ABC News’s Jake Tapper is one of the good guys, one of the few reporters I wish I could asterisk every time I use the term “corrupt media” — a term I use about sixty times a day.

Tapper not only participated (in a small advisory way) in the creation of Aaron Sorkin’s new HBO drama “Newsroom,” but he’s an obvious Sorkin fan who found himself pretty disappointed by the end result.

Tapper’s full review is well worth a read, but the highlight is how Tapper brilliantly exposes Hollywood’s tired and lazy partisan ploy of using Republican characters to further a left-wing agenda.

The emphasis is mine:

SORKIN HAS a well-known penchant for projecting his political fantasies onto his protagonists: See the crusading presidents Andrew Shepherd (fromThe American President) and Jed Bartlet (of “The West Wing”). McAvoy (who is played by Jeff Daniels) is the journalistic equivalent, a messiah sent to save broadcast news.

The series begins with McAvoy’s conversion from cynical hack to truth-telling idealist. We first meet him as part of a Northwestern University panel where he’s pilloried for his passionless impartiality. “You’re the Jay Leno of news anchors,” he’s told. “You’re popular because you don’t offend anyone.” Further goaded by his old-school, bourbon-soaked boss at the (fictional) ACN cable network, Charlie Skinner (Sam Waterston), and his new executive producer, MacKenzie McHale (Emily Mortimer)–with whom he has a messy romantic past–McAvoy experiences an epiphany. He goes on air and apologizes to the public for having pursued unimportant stories in pursuit of ratings. He will now only report on what is serious and real. He will dedicate himself to protecting civic virtue.

But that prompts the question: protect it from what? This is where Sorkin’s high-minded critique falls flat. McAvoy sanctimoniously laments the deterioration of public discourse and the news media’s complicity in it. But if that is the problem, his subsequent actions reveal a commitment to a uniformly partisan solution. McAvoy–and, by extension, Sorkin–preach political selflessness, but they practice pure partisanship; they extol the Fourth Estate’s democratic duty, but they believe that responsibility consists mostly of criticizing Republicans. This is done through the oldest trick in the book for a Hollywood liberal: by having McAvoy be a “sane Republican” who looks at his party with sadness and anger.

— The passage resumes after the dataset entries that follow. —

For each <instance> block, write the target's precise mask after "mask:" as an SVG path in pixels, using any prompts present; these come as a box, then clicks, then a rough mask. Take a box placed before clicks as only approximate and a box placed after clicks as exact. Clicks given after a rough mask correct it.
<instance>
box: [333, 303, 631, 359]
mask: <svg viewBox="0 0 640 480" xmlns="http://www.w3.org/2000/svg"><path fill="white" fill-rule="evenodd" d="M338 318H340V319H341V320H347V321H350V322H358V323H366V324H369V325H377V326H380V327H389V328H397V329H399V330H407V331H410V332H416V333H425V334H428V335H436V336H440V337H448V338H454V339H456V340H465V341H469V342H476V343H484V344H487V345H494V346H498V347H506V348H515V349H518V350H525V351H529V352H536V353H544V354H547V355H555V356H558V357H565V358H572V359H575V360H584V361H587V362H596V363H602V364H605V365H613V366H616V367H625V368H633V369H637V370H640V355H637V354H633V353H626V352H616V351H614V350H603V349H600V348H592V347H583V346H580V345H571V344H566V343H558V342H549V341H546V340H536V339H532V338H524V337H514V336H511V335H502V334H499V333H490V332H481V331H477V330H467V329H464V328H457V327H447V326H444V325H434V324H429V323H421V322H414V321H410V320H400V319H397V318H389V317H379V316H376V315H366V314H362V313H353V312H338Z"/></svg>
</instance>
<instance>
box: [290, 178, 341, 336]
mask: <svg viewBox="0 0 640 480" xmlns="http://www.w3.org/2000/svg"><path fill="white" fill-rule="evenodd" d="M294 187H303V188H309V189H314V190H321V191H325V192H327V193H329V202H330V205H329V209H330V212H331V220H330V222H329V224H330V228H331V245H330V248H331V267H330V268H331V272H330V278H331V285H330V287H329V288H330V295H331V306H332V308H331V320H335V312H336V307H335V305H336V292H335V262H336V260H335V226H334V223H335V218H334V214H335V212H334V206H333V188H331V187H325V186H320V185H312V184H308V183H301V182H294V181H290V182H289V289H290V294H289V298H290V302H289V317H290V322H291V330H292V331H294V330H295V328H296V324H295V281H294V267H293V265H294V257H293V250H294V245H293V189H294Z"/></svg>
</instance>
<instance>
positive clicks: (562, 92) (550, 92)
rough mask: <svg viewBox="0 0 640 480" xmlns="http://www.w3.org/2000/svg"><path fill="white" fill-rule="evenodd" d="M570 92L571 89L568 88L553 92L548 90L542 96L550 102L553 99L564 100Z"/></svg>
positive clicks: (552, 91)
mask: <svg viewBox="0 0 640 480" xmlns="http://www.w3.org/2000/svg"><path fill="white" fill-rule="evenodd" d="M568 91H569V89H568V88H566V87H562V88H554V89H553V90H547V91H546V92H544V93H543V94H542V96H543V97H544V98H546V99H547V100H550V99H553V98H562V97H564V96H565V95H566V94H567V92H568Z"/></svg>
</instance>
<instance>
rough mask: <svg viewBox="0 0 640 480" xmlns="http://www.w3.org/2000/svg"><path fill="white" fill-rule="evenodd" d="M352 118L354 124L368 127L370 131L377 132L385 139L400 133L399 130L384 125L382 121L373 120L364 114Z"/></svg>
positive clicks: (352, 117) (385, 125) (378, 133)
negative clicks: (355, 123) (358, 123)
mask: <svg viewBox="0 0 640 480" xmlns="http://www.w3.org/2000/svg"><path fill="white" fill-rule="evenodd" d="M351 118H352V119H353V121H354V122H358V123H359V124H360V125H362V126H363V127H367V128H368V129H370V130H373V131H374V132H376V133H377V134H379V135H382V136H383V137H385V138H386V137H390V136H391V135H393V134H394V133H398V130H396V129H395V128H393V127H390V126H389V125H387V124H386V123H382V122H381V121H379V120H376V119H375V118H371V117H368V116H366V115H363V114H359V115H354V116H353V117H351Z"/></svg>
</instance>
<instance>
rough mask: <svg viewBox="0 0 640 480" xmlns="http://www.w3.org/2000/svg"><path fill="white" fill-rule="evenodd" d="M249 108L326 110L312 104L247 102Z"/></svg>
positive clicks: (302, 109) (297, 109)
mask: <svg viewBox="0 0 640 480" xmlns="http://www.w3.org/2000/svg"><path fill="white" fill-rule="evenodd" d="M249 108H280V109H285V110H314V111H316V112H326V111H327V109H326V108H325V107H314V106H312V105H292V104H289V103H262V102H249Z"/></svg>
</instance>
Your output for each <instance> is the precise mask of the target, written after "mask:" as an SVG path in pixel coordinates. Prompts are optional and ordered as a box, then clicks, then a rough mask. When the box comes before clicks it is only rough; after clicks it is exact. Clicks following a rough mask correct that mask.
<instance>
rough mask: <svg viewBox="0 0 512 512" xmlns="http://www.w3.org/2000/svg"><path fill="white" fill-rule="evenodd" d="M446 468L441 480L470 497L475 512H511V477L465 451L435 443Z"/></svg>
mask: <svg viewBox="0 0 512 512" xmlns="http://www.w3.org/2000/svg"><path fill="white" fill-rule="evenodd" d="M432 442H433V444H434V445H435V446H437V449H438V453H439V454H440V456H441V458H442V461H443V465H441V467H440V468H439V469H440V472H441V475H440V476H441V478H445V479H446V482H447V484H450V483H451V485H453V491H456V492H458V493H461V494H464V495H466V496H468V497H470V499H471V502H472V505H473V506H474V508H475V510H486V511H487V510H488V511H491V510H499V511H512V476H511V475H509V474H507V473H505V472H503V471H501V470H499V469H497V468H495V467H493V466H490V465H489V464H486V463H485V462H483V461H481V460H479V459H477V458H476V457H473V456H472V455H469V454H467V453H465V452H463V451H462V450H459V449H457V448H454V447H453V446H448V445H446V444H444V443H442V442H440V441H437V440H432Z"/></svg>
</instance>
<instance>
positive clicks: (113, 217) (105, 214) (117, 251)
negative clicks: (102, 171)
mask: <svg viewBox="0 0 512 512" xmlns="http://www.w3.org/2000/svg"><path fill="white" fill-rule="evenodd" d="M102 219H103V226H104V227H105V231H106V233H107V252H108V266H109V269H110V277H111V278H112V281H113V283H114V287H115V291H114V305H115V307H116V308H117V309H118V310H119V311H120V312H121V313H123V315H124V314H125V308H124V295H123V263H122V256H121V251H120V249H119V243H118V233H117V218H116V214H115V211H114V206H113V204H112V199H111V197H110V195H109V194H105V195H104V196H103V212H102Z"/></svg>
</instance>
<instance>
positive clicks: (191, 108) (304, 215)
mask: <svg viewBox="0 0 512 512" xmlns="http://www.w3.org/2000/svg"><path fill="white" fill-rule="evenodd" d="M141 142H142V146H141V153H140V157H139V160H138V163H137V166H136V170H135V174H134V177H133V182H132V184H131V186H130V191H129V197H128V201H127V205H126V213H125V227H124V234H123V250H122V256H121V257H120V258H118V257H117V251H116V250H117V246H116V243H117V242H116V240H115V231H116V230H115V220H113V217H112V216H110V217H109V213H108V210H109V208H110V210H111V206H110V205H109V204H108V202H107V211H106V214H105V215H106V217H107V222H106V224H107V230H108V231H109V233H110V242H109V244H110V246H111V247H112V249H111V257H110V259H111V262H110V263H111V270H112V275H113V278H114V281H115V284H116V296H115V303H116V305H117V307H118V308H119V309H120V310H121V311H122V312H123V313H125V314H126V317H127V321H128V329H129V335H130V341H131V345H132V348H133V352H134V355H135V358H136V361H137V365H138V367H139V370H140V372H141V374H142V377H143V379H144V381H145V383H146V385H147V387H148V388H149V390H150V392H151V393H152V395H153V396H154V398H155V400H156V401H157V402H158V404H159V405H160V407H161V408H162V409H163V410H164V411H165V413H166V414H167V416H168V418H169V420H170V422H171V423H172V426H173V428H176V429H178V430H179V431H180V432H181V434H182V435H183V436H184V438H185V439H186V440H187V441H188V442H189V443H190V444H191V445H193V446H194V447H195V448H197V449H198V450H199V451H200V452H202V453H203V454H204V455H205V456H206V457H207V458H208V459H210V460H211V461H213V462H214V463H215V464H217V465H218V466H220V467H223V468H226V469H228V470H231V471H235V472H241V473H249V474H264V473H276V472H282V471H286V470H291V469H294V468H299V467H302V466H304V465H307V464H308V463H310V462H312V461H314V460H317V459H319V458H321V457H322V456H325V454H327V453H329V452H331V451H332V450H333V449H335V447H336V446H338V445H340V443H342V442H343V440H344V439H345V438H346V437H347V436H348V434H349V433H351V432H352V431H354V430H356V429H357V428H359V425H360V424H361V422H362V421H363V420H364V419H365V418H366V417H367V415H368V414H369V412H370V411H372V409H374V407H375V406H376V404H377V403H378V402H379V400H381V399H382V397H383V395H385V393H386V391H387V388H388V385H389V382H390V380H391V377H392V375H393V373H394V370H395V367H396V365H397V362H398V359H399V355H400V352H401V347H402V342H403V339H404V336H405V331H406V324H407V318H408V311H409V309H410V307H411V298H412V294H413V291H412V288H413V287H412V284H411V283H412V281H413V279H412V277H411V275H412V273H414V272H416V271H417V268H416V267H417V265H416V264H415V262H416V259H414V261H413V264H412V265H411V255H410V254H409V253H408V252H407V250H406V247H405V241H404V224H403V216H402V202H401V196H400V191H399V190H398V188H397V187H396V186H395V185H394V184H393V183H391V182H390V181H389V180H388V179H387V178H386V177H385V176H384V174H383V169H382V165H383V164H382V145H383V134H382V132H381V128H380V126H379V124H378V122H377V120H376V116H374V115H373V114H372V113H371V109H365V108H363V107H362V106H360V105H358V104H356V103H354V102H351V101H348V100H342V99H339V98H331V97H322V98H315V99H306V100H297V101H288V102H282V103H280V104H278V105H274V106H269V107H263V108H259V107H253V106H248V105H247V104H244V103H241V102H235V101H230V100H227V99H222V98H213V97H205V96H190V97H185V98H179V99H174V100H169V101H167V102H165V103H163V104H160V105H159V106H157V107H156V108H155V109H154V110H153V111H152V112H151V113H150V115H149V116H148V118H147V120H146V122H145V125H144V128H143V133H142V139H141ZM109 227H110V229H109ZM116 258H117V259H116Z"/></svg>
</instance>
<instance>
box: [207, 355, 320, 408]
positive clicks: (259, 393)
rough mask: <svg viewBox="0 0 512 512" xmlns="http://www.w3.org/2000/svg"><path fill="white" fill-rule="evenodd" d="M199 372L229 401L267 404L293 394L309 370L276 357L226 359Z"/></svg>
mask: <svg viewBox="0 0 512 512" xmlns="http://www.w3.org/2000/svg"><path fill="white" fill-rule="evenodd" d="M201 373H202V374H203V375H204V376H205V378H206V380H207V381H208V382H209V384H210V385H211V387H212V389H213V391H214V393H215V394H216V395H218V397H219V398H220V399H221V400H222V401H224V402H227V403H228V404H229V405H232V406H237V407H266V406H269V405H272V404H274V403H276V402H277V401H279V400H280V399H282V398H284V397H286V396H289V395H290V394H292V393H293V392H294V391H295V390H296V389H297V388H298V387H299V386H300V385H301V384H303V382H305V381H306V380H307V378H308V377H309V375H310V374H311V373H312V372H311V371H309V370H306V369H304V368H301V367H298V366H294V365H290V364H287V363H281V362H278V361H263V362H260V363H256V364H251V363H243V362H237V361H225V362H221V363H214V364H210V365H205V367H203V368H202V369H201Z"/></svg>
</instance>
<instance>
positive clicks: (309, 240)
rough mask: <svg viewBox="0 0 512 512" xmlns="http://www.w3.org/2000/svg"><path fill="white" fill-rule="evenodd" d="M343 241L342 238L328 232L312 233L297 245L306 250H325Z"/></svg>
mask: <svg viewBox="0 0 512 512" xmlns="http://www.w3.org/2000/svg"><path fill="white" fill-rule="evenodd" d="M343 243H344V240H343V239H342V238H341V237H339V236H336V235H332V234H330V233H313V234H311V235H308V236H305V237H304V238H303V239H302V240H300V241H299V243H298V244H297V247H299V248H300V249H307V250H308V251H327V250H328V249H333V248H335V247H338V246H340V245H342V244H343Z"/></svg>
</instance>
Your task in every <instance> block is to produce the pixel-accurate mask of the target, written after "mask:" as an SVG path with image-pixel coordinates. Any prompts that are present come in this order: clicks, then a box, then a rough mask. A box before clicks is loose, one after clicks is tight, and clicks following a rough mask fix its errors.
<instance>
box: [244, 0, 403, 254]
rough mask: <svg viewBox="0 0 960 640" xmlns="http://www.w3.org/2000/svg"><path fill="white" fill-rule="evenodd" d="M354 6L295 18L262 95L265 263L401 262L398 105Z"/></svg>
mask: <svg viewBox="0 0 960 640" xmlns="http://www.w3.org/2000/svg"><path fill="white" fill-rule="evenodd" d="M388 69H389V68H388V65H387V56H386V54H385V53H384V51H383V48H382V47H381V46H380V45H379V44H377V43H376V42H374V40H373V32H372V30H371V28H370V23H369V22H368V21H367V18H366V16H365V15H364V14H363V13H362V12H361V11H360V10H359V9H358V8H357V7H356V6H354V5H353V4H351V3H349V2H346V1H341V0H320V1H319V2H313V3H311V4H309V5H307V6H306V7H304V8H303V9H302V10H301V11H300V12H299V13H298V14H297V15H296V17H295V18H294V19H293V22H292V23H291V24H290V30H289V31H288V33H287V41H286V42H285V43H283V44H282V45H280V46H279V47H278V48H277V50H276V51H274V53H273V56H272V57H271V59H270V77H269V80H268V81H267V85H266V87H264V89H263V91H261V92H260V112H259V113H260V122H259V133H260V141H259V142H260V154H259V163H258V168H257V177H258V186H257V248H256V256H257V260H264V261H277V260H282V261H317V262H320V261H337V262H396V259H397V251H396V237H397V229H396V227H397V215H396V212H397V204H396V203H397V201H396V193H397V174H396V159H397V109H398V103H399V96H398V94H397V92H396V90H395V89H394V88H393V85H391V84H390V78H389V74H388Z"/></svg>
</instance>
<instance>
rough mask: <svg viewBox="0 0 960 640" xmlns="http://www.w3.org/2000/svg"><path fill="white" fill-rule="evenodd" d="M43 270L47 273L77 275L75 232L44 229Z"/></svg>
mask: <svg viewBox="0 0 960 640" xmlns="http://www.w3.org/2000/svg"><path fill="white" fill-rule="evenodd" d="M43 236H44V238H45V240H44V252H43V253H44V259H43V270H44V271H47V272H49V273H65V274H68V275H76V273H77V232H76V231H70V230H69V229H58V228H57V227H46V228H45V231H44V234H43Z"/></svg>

The fact, then, that the show begins in 2010–at the height of the Tea Party’s fervor–is no accident; it’s what enables the show’s didacticism. Sorkin’s intent is to show how events of recent memory could have been covered better by the media if journalists had only had the courage.

Read it all.

For the record, I agree with Tapper. Sorkin is a brilliant writer. His “American President” earned a place in my Top 25 Left-Wing Films and there’s was no question Sorkin deserved an Oscar for his undeniably superb work on “The Social Network.”

Sorkin is, though, a thoroughly ugly individual who, according to the “Newsroom” reviews I’ve read, is probably starting to believe a bit too much in his own press. 

It takes a very special skill to put across a political point without resorting to heavy-handed, spell-breaking preaching, a skill I don’t Sorkin’s ever truly mastered. But his overall brilliance has always covered that flaw.

HBO and critics will probably give Sorkin time to retool. He’s an important brand among leftists and has the skill to turn this around.